Money market funds are one of the most popular cash management tools. These investments are also touted as the safest type of mutual fund. But before investing in them, you should first know what they are, their benefits, and if they are suitable investments for you.
What Money Market Funds Are
Money market funds are mutual funds that invest in money or financial markets, which, in simple terms, means that you borrow or loan money, respectively. A money market fund is similar to your deposit account at the bank in that it takes your money and uses it for investment purposes. Then, a portion of the earnings, which come in the form of dividends, are paid to you. In general, money market funds pay out monthly dividends.
Money market funds typically invest in short term investments that mature in less than 13 months at the maximum. Since money market funds are investment with shorter time frame, the risk is significantly reduced. The idea is that lending the money for the short term is safer as there is a high probability that the amount will be paid back. Normally, money market funds invest in US Treasury issues, short-term corporate paper, and certificates of deposit. There are different kinds of money market funds based on the type of securities they buy. However, the most significant distinction is whether the dividends earned are taxable or tax-free.

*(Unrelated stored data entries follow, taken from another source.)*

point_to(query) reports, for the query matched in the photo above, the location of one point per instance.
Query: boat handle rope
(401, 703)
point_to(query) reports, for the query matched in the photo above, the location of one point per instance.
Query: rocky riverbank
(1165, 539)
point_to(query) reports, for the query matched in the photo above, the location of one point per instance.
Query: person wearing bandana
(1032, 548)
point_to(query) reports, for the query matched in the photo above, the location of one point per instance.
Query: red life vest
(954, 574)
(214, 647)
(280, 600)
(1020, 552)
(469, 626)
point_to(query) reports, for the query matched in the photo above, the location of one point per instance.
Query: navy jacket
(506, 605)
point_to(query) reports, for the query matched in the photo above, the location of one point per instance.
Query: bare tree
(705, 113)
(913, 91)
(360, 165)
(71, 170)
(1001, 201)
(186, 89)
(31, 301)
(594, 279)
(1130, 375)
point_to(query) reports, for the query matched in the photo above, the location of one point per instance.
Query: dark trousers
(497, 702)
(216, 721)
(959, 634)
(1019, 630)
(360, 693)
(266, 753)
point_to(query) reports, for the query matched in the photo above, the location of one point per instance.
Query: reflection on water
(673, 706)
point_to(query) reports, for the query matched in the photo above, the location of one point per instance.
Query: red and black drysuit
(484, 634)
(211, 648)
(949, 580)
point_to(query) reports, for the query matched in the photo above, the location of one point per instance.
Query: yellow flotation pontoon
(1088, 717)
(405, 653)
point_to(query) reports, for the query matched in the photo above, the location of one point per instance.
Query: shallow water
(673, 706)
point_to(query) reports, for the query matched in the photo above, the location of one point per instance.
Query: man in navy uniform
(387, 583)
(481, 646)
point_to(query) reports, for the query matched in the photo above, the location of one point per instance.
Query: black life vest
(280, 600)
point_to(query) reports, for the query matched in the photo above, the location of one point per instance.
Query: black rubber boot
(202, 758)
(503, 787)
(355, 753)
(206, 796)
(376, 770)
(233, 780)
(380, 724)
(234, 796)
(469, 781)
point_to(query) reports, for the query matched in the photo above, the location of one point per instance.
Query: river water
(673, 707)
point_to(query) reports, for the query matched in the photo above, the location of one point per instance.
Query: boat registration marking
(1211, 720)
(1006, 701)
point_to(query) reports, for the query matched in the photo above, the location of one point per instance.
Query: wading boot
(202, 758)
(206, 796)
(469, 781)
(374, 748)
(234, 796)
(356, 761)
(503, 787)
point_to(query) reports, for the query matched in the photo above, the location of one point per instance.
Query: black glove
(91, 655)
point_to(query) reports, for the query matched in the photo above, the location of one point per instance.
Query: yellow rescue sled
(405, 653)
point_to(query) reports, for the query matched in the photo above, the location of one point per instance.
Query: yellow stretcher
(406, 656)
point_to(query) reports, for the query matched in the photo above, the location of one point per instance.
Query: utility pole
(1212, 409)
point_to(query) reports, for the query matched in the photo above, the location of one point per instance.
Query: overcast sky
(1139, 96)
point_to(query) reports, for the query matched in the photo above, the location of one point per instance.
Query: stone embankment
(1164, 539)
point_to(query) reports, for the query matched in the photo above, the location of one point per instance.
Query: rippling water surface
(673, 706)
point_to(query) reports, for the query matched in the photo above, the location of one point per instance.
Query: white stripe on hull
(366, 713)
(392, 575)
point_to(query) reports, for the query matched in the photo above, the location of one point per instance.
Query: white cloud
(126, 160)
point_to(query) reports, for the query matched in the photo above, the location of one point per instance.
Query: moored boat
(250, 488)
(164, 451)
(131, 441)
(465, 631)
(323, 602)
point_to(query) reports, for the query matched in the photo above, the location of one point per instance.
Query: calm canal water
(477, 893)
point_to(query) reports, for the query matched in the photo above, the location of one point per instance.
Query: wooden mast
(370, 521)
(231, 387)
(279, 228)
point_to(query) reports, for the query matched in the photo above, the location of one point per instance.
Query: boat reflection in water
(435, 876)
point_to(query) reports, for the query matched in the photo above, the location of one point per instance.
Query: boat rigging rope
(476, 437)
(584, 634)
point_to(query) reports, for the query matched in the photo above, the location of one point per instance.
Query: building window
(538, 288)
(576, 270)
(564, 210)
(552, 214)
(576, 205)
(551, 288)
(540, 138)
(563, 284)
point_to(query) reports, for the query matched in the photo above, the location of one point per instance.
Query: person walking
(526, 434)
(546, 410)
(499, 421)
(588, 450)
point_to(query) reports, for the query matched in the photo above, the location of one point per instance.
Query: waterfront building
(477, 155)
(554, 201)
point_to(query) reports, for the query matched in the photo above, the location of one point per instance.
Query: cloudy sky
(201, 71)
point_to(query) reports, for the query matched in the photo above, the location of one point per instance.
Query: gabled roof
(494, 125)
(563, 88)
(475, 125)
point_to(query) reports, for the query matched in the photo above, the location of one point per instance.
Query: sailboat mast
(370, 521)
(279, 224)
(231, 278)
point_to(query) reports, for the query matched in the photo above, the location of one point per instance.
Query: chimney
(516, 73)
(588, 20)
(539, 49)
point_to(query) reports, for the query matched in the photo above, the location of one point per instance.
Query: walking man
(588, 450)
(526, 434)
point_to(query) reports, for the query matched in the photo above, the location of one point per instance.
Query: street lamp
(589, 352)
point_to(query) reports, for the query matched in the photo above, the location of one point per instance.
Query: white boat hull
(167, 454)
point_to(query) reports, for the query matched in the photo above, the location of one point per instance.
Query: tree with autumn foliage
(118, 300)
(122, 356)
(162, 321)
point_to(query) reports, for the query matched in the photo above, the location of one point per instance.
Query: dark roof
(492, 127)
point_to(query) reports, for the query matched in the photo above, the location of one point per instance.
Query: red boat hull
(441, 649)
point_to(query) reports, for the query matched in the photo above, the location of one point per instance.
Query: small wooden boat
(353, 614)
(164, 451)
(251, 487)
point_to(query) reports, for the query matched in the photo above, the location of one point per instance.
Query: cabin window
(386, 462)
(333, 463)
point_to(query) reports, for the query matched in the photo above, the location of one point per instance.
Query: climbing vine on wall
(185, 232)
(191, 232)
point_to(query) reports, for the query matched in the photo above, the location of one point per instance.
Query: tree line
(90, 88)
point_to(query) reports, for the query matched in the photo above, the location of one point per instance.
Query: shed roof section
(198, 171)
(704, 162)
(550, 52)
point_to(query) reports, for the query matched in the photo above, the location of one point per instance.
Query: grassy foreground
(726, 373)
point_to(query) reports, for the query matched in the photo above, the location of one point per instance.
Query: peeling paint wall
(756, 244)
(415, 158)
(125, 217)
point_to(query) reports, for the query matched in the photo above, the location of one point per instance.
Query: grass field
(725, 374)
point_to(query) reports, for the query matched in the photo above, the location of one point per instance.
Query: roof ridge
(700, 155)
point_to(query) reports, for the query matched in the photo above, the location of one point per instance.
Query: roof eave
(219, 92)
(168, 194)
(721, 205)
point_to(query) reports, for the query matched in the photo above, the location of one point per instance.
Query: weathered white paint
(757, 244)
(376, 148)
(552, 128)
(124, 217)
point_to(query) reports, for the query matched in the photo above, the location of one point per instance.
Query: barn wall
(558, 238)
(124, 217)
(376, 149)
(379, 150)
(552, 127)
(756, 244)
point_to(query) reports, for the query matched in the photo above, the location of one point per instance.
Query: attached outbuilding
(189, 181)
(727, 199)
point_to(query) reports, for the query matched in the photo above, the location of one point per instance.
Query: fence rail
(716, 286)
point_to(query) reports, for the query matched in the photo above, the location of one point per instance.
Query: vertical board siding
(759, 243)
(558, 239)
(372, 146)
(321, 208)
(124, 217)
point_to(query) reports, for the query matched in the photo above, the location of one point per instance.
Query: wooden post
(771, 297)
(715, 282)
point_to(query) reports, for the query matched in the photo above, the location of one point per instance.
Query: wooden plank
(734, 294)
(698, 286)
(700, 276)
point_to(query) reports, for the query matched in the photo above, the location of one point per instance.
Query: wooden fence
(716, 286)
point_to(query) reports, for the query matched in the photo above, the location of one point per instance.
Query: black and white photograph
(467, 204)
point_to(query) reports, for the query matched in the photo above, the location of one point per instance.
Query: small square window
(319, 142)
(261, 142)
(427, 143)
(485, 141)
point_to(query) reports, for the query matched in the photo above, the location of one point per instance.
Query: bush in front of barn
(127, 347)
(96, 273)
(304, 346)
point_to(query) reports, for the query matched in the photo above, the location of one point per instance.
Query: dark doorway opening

The Advantages of Money Market Funds
With this type of investment, you are allowed to write checks that draw from a money market fund. This allows you to enjoy the benefits of dividend earnings, plus you can easily access your cash. However, you need to verify with your institution first regarding restrictions and fees.
Money market funds are most practical for parking cash you need in the short term. These needs may include down payment for a house, a car or a vacation. Also, since money market funds are completely liquid, you can sell your shares in a money fund anytime you want to.
Who Invests in Money Market Funds
Money market funds are for investors who want to earn decent returns from safe investments. These investments are usually liquid. This means that you have the privilege of drawing out the money within a few business days if you need to. Money market funds also allow you to take advantage of increasing interest rates. This is made possible by stashing your money in an investment that adjusts with the movements of the market.